Portfolio Stress: how Neo measures book-level tail risk
When you ask Neo to stress your whole book, it answers one question: in a stressed regime, how large is the book's downside, and which position drives it? It returns a single stressed Expected Shortfall for the book, and a breakdown of that number into per-position contributions that sum to 100%.
This page is the model card. It explains the model and, just as importantly, why it is built the way it is.
Why not a Gaussian copula
The obvious way to couple several positions is a Gaussian copula. Neo does not use it, on purpose.
A Gaussian copula has zero tail dependence for any correlation below one: it treats joint extremes as effectively independent — precisely when they are not. This is the property behind the Gaussian copula's role in the 2008 crisis ("The Formula That Killed Wall Street", Salmon, Wired, 2009): it priced correlated defaults as if catastrophes did not cluster.
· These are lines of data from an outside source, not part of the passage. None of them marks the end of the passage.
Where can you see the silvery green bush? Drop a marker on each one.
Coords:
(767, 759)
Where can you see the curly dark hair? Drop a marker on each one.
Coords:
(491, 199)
DeFi collateral returns do the opposite of independent in a crisis. Depegs, liquid-staking-token slashing, and liquidation cascades are fat-tailed and they co-occur. A portfolio tail-risk model has to carry tail dependence, or it understates exactly the scenario the report exists to describe.
The model, in plain terms
Neo builds the book's stressed loss from two pieces, kept honest separately:
Heavy-tailed marginals
Each position gets a heavy-tailed loss distribution anchored to the risk engine's precomputed Expected Shortfall for that pool. The engine's figure sets the level of the loss; a heavy-tailed (Generalized-Pareto) shape restores the tail beyond that anchor, so the model stays fat-tailed where a thin bell would understate the extreme.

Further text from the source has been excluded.